Jazan Economic City () is an economic city in the Jizan Province of the Kingdom of Saudi Arabia, with a focus on the energy and manufacturing industries. Arab News reported in January 2011 that when the city is completed, an estimated 500,000 new jobs will be created.

The Province of Jazan lies in the south west section of the Kingdom of Saudi Arabia. It has a population of approximately 1.2 million and covers an area of 40,000 km2 including some 5,000 villages and cities. Jizan, is home to the Port of Jizan, Saudi Arabia’s third most important port on the Red Sea. It is situated on the southern Red Sea coast with a coastline of almost 300 km and is very close to the main east and west sea trade routes to Europe, the Far East and Persian Gulf. The Farasan Islands, Saudi Arabia’s first protected wildlife area, is home to the endangered Arabian gazelle and, in winter, receives migratory birds from Europe. Its plains are noted for the production of coffee beans and grain crops, like barley millet and wheat; and fruits, such as apples, bananas, grapes, mangoes, papayas, plums and citrus varieties.

Overview
Jazan Economic City's development is based upon the philosophy of symbiotic development, incorporating co-existing uses to the benefit of each of the components and the environment.
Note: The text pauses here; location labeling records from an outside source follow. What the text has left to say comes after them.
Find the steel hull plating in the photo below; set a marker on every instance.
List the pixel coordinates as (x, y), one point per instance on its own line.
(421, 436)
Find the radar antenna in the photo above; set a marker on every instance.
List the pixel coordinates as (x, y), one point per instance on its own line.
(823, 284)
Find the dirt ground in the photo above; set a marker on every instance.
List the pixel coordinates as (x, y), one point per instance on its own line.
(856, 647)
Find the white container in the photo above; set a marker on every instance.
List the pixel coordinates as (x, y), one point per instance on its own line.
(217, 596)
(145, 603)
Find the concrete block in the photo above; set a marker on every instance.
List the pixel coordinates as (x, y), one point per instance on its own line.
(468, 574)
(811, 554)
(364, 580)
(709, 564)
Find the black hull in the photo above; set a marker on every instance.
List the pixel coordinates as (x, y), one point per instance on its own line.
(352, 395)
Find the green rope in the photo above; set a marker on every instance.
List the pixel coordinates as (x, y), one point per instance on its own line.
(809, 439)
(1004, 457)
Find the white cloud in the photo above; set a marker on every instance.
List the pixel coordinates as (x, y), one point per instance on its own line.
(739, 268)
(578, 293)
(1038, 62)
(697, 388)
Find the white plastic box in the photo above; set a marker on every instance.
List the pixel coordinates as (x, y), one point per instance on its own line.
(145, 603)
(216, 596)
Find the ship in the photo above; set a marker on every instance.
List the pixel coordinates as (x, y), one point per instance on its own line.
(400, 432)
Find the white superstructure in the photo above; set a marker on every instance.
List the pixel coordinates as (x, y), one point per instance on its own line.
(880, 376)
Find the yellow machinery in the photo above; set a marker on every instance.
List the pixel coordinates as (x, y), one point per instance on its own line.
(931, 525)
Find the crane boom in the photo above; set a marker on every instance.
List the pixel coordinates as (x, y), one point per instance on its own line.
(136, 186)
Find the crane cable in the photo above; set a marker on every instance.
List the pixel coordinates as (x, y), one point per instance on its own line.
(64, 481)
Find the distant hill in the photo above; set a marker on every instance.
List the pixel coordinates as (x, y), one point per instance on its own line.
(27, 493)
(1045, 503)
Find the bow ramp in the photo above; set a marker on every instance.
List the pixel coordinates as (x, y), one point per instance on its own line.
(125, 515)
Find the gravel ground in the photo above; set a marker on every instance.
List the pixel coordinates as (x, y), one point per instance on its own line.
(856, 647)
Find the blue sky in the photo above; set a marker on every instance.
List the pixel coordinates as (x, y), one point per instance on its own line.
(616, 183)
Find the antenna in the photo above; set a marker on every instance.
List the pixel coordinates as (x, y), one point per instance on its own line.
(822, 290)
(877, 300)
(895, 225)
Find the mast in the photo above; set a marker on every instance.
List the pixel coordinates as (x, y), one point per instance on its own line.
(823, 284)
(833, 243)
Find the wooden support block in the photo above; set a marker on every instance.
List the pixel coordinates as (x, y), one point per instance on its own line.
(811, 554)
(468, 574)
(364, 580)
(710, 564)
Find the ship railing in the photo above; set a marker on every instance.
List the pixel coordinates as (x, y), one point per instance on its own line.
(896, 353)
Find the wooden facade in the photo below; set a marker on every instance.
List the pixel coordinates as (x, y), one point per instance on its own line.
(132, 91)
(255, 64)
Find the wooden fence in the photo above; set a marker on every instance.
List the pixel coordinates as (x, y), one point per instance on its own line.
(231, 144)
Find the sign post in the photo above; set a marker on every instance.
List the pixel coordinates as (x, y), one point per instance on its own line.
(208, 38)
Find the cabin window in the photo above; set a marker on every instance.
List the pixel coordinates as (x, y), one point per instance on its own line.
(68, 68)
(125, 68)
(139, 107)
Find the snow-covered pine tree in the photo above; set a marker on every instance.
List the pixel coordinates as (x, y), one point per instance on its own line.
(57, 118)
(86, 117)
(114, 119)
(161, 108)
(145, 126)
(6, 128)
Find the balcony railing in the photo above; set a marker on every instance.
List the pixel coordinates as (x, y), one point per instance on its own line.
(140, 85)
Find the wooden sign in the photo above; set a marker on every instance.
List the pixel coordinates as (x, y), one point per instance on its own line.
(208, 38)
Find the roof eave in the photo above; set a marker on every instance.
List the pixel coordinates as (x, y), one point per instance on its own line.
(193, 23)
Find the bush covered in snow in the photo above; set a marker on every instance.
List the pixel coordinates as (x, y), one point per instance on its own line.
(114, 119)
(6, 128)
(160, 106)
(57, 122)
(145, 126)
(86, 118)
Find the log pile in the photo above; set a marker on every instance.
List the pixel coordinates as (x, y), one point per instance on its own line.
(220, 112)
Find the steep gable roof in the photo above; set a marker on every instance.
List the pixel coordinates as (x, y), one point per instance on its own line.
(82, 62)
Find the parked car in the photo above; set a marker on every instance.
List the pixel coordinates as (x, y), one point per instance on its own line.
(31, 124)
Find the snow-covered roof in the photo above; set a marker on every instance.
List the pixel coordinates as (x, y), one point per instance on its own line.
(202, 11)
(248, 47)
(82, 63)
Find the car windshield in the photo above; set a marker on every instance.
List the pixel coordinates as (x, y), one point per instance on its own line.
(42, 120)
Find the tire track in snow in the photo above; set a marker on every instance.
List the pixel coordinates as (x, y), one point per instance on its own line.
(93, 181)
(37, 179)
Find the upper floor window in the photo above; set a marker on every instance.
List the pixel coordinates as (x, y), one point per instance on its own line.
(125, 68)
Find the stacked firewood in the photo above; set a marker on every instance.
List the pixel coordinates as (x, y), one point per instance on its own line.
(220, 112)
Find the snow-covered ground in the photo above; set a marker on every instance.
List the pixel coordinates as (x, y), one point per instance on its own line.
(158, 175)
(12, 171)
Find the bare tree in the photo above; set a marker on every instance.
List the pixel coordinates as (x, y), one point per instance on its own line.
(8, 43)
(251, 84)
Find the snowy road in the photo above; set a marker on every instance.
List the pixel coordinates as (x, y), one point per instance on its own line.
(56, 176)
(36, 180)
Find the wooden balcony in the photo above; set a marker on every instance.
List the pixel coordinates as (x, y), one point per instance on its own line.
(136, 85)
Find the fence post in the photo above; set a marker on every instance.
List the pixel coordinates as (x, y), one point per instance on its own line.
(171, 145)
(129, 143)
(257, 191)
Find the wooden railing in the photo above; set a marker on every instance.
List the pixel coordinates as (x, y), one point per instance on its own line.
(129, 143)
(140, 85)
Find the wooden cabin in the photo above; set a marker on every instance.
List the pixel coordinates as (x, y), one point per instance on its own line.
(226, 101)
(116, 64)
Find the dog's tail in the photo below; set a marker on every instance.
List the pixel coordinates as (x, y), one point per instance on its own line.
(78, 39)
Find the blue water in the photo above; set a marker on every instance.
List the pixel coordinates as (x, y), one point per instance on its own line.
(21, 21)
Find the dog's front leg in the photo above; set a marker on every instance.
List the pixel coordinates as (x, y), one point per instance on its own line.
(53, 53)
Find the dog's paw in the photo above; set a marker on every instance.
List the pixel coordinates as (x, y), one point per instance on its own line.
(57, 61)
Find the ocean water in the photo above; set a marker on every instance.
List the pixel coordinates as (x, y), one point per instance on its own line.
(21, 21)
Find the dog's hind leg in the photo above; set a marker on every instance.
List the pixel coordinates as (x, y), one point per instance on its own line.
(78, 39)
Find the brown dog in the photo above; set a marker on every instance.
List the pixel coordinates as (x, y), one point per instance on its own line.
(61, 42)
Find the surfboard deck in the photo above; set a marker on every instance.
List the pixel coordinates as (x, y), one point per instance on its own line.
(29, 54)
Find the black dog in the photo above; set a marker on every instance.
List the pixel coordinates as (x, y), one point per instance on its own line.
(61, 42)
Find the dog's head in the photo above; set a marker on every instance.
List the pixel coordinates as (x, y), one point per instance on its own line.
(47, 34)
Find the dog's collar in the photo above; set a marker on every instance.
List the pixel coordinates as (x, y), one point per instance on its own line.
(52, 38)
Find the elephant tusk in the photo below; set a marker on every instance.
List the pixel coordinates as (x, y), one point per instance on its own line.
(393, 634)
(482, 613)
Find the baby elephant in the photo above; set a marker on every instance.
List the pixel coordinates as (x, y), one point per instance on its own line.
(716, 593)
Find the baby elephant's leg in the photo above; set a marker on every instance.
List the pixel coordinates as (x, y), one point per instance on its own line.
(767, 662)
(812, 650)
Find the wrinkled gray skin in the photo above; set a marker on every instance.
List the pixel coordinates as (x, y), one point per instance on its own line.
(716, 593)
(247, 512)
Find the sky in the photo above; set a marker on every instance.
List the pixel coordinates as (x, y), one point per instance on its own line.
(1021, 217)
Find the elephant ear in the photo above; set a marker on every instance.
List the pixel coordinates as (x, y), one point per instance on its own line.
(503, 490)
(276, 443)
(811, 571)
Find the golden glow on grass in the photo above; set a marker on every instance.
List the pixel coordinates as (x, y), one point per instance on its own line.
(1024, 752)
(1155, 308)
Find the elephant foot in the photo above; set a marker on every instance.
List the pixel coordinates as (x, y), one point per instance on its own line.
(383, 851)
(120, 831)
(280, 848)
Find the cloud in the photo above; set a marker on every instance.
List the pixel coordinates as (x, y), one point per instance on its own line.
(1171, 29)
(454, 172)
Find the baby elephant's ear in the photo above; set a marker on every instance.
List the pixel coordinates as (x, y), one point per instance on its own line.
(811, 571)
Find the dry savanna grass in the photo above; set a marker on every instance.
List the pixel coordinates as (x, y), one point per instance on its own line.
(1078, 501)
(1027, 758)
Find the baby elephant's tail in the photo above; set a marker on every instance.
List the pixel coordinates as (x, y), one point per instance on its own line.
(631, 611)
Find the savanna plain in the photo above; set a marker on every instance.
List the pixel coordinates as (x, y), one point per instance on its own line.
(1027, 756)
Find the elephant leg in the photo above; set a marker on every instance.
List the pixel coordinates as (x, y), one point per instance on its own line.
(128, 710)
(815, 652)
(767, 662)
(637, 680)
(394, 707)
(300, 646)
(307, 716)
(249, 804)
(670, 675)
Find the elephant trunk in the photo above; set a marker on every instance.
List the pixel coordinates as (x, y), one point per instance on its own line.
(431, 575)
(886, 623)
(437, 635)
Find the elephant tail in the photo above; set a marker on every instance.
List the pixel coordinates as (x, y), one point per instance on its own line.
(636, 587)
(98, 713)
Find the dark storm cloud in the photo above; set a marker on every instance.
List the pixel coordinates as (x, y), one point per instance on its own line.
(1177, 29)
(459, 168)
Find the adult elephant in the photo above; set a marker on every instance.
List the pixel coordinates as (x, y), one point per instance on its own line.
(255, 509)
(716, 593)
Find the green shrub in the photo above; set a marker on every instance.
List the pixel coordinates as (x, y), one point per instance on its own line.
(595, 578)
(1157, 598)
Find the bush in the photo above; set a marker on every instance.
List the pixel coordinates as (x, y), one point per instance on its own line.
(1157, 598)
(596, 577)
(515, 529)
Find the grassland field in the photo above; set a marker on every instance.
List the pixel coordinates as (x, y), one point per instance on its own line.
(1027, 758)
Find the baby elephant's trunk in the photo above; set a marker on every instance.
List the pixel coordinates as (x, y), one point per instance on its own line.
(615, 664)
Industries would be chosen to enhance the relationship rather than be developed in isolation. The primary anchors of port, power and desalination, oil, aluminium, steel and copper provide strong downstream opportunities with industries as diverse as pharmaceuticals, food processing and high value agritech producers within a growing regional environment. Jazan Economic City is ideally placed at the mouth of the Red Sea to service markets in Europe, Asia and East Africa as well as to receive raw materials from the surrounding countries that are currently not well served with processing and manufacturing facilities.

Masterplan proposal
Jazan Economic City focuses on four areas: heavy industries, secondary industries, human capital and lifestyle. The proposed city will provide an environment for key industries, technology exchanges, commerce and trade, employment opportunities, education and training, housing and a broad spectrum of socio-economic activities for a projected population of 300,000 people.

Development
The primary developers involved in the construction of the city are MMC Corporation Berhad and Saudi Binladin Group. It was reported in September 2010 that Jazan Economic City was approximately 30% completed at that time.

Development site

Location
JEC is strategically located in the Province of Jazan, southwest of the Kingdom of Saudi Arabia, with a population of approximately 1.2 million and covering an area of 40,000 km2.
Its major city, Jizan, is home to the Port of Jizan, Saudi Arabia’s third most important port on the Red Sea.
JEC is situated on the coastline of the Red Sea, close to the main east and west sea trade routes to Europe, the Far East and the khalij Gulf. The city’s location provides significant opportunities for investment and facilitates the transportation of goods and cargo.

Site connectivity plan
Jazan Economic City will not only be located at the confluence of available raw materials and abundant labour source, but also sit along the main Red Sea shipping route. Facilitating its high connectivity and accessibility will be its proximity to the new International Airport located 60 km south; a new proposed road running east; as well as the future rail connection to Jeddah, situated approximately 600 km northwest.

Site analysis
The proposed site for Jazan Economic City is bounded by the Red Sea waterfront on the west, a new proposed road on the east that leads to Jizan City, and an existing road on the north that leads to the neighbouring Baysh Town 24 km away. Further up north is the nature park reserve - Baysh Park - that provides a contrasting landscape amidst the uniform desert environment. This green park along the coastline is a protected area of importance for the preservation of native wildlife, flora, and fauna. Measuring approximately 12 km x 8 km (excluding proposed land reclamation works over an existing swamp, thus yielding a final site of 103 km2), the site is generally level with wind coming in a north-westerly, south-easterly direction.

Land use
Commercial, residential, community and industrial components are arranged in graduating concentric circles with the regional business hub  Commercial Business District (CBD) Centre  forming the core of the city. The commercial component is ringed by residential, community and industrial components respectively in graduating circular belts. The primary industries are situated southwards with an internal utility corridor connecting the proposed road to Jazan city. The secondary industries are between the primary industry and high-tech industry near the workers' housing.

Power plant
The power and desalination plant are planned to be next to the coastline on the south side, consisting of the main power plant, desalination plant, associated balance-of-plant, electrical substation and fuel oil storage facilities. Using a steam cycle technology firing on Arabian crude oil, the power plant will be built with sufficient capacity to provide for the power needs of the Economic City with excess capacity to be sold to the grid.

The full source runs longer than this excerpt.